Spencer Dunn
- Born: 25 November 1969 (age 55) Stourbridge, West Midlands, England
- Sport country: England
- Professional: 1992–1995
- Highest ranking: 145 (1994/1995)
- Best ranking finish: Last 32 (x1)

= Spencer Dunn (snooker player) =

English snooker player

Spencer Dunn (born 25 November 1969) is an English former professional snooker player.

==Career==

Dunn was born in 1969, and turned professional in 1992. At the end of the 1992/1993 season, having failed to progress beyond the qualifying rounds of any tournament, he entered the 1993 World Championship. There, he won his first qualifying match against Ian Bullimore 5–1, before embarking on a run of another ten successive victories to reach the last 32 at the Crucible Theatre.
Having beaten Bullimore, Dunn defeated Colin Mitchell by the same scoreline, Elliott Clark 5–4, Neil Selman 5–1, Julian Goodyear 5–1, Kieran McAlinden 5–4, Mehmet Husnu 5–2, Bill Oliver 10–2, Colin Roscoe 10–7, Dave Harold 10–7 and Mark Bennett 10–9, setting up an encounter with Nigel Bond. In the event, Dunn was unable to progress any further; he trailed 1–6 and, although he recovered to 4–8, could not prevent himself from losing 4–10.

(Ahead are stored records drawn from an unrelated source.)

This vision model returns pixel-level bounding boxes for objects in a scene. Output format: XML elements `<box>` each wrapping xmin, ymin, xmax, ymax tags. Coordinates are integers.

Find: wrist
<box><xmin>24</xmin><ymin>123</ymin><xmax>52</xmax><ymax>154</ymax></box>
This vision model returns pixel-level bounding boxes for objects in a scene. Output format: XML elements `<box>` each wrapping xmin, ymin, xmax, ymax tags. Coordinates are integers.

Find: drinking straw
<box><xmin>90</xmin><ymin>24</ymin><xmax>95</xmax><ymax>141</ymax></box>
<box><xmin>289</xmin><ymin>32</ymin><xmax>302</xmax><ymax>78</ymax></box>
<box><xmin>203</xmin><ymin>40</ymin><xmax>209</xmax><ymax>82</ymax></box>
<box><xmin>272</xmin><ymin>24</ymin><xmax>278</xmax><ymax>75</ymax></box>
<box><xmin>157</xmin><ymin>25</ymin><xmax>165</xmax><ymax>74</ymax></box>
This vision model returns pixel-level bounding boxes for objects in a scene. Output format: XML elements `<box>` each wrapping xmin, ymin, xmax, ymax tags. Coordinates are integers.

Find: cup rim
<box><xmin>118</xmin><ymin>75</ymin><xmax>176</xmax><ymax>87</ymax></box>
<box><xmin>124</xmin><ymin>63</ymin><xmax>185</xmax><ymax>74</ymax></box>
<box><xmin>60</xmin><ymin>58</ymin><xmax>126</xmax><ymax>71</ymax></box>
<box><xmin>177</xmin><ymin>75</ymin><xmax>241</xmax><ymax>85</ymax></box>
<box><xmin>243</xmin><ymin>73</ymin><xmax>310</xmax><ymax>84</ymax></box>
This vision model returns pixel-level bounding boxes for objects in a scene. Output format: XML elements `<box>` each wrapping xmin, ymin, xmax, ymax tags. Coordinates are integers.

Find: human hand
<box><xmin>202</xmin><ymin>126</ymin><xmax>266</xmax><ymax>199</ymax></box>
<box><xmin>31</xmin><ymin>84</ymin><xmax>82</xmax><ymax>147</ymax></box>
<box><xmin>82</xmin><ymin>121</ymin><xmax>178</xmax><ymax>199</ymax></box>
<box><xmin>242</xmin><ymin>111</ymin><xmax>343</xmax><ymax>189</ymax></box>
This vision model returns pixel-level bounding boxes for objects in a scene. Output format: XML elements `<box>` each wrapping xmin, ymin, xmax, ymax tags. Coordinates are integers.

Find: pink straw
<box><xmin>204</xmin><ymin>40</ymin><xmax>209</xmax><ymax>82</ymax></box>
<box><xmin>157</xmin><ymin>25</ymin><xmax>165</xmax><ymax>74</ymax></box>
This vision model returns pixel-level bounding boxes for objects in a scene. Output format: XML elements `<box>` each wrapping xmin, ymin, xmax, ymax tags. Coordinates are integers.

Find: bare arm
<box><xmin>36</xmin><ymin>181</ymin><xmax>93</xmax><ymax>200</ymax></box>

Dunn's eleven qualifying wins to reach the main stages of the World Championship remain a tournament record; incidentally his nearest challengers, John Giles and Ronnie O'Sullivan who won ten matches, also achieved their feats in the 1993 event.

Dunn failed to progress further than the last 96 of any tournament in the following two seasons; having been ranked 145th in the world for the 1994/1995 season, he lost his professional status in 1995.